Double Skin Facade Design and Analysis for the University Research Building

Open Access
Kimble, Elizabeth Marie
Area of Honors:
Architectural Engineering
Bachelor of Architectural Engineering
Document Type:
Thesis Supervisors:
  • Richard George Mistrick, Thesis Supervisor
  • Richard George Mistrick, Honors Advisor
  • Kevin William Houser, Faculty Reader
  • Architectural Engineering
  • Lighting/Electrical Option
  • Facade Design
This thesis is based upon a study of the University Research Building (URB), a fictionally named project located in the Mid-Atlantic region of the United States. The University Research Building is being constructed to house three collaborative research labs: the Extreme Materials Institute, the Individualized Health Initiative, and the Systems Institute. Each of these research programs pulls expertise from multiple departments within the university, and the URB will provide laboratory and office space to foster communication and collaboration.
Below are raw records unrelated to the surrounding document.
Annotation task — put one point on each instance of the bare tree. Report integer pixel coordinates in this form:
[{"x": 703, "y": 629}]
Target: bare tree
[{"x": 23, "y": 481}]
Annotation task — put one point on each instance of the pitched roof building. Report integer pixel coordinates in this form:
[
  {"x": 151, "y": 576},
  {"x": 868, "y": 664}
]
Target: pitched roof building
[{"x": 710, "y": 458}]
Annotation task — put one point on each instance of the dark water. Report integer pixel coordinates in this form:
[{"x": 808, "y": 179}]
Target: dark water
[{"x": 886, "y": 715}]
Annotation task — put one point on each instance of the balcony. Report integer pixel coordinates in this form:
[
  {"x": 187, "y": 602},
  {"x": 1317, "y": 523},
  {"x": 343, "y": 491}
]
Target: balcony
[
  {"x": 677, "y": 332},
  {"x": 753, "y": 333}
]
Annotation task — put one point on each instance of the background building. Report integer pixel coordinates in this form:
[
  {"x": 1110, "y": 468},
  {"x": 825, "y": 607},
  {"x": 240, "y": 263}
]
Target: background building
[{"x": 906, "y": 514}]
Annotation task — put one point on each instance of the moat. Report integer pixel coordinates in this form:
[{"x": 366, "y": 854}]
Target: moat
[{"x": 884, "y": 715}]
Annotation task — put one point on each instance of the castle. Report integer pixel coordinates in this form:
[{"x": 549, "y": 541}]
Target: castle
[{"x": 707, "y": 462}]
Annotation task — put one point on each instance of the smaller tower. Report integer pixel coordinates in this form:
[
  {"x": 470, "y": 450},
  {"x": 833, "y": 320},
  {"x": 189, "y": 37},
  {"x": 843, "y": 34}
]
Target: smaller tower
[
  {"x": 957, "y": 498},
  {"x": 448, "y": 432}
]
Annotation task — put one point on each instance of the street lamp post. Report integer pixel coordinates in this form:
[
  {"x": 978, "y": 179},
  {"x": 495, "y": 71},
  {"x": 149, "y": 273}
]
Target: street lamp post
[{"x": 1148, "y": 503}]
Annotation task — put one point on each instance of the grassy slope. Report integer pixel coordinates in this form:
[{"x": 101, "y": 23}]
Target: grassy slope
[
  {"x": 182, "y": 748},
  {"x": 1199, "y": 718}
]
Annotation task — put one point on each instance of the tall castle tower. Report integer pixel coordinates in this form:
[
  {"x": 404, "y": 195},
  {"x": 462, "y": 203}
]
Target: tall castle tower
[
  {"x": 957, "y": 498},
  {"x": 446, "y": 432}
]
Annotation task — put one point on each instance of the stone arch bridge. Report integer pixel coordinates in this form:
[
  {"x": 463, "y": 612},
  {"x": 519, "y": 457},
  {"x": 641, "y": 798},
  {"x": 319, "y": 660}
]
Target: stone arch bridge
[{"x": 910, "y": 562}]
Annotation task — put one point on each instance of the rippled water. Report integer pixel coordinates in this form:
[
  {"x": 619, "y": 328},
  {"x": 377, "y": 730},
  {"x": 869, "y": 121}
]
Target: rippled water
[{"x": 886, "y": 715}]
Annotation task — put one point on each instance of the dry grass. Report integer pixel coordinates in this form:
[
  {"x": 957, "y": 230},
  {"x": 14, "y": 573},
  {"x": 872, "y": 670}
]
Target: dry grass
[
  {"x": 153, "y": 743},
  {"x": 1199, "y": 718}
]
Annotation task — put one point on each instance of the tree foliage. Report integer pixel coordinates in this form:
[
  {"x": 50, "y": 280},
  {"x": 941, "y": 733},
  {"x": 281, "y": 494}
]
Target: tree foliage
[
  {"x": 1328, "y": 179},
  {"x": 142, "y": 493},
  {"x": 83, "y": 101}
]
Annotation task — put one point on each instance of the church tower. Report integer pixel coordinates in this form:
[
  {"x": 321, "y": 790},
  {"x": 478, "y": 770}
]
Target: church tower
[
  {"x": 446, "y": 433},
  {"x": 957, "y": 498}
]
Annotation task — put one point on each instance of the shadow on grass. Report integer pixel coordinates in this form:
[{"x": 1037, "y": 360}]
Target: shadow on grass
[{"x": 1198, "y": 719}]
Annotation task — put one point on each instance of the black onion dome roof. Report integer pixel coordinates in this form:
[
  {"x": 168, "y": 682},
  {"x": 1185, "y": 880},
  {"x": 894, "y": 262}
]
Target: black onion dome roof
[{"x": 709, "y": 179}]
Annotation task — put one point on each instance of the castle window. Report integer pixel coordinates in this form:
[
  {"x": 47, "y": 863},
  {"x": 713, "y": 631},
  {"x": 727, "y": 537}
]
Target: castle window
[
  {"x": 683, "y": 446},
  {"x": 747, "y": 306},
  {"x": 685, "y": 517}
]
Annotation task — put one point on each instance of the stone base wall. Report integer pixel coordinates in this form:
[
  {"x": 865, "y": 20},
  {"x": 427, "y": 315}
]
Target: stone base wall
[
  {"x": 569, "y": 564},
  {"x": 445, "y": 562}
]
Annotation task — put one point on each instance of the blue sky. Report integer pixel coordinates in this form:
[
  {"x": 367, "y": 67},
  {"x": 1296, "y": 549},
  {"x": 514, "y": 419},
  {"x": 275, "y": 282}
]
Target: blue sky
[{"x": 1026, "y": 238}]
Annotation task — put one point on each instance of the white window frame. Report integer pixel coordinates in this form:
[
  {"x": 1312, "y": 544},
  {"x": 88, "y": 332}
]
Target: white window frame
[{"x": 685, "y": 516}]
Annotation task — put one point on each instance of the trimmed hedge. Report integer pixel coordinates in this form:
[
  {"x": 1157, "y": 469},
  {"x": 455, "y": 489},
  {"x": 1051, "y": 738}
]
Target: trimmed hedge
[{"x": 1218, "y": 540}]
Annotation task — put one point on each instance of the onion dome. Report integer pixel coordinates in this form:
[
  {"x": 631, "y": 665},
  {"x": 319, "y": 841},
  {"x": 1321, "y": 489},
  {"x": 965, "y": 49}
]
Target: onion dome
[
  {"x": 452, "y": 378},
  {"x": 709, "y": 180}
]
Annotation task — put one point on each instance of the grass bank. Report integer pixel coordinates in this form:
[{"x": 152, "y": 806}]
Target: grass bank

The building will also be home to the university’s Computer Science department. This thesis report focuses on the redesign of the eastern façade of the building. The façade was analyzed with regards to daylighting, and a new façade design was developed which utilizes a double skin façade with operable louvers to help reduce direct sunlight penetration in the eastern workspaces. Research was conducted into principles, best practices, and case studies related to double skin façade design, and the results of that study are included in this report. Also included are mechanical and architectural analyses to determine energy and aesthetic impacts of the façade alteration. Finally, new lighting designs were developed for several spaces throughout the building, with the goal of creating high-performance, energy efficient lighting design while reinforcing the identities and goals of the research labs housed in the URB. Overall, the new façade will provide improved performance in the space. The greatest improvements can be seen in a reduction of direct sunlight penetration, as well as reduced cooling loads.